The Liberal party in Canada have traditionally been a left of centre party, ideologically similar to our own Liberal Democrats. Unlike our Liberal Democrats however, Trudeau’s party increased their seat count in the Canadian parliament by nearly 400% to win an overall majority, the scale of this victory cannot be exaggerated.

Despite the Liberal Party’s traditionally centrist ideology, Trudeau won on a message of ‘positive politics’, borrowing money and running a deficit in order to invest in public infrastructure, drug reform and a promise to house more Syrian refugees. Sound familiar? Trudeau adopted this more progressive policy platform as he was severely behind in the polls and needed a new approach in order to change course. The positive politics message, combined with the Canadian economy falling into recession in September, saw Trudeau’s Liberals jump 10 points in the polls in half a month and record this stunning victory. Trudeau managed to position his party in a niche that dismissed the rhetoric surrounding public spending cuts being necessary to achieve deficit reduction as a fallacy, and through the onset of recession, he was able to politically capitalise on the opportunity presented to him.

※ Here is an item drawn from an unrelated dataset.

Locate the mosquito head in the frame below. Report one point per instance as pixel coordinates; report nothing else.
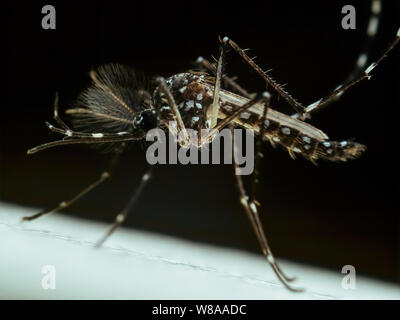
(147, 120)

Despite criticism from some on the left that Trudeau’s progressive positive politics is a dressed up continuation of neo-liberalism from a traditionally neo-liberal party, it is undeniable that the progressive socio-economic vision presented in the Liberal’s manifesto would not look out of place in Jeremy Corbyn’s Labour party. Trudeau’s victory could therefore be seen a precedent for a victory for fellow progressive’s like Jeremy Corbyn or Bernie Sanders. A victory such as Trudeau’s in a country that shares such a historical affinity to Great Britain and America like Canada, displays that there is an appetite for change to the ‘deficit cutting’ discourse espoused by the Western political establishment.

A catalyst, such as the recession that occurred in Canada, could be enough to unleash a desire for change that could crush conservative deficit rhetoric in the UK and provide Jeremy Corbyn with the ability to win in 2020. Caution should be exercised however; both Corbyn and Sanders face much more formidable domestic pressure in terms of print and television media bias respectively. The public image of Sanders in a presidential system as an elderly out-dated socialist gives him a significant handicap when compared to the young and charismatic Trudeau elected in a parliamentary system.

Even Corbyn will suffer from this problem in 2020 and part of the reason why Trudeau has been so successful is because of his ability to use his image to create a perception of a new approach. However Corbyn and Sanders’ politics are old style socialism and their media image reflects that. For the progressive left to win against the divisive dogma advocated by the right it may be that, like in Canada, it needs a new, younger and fresher face.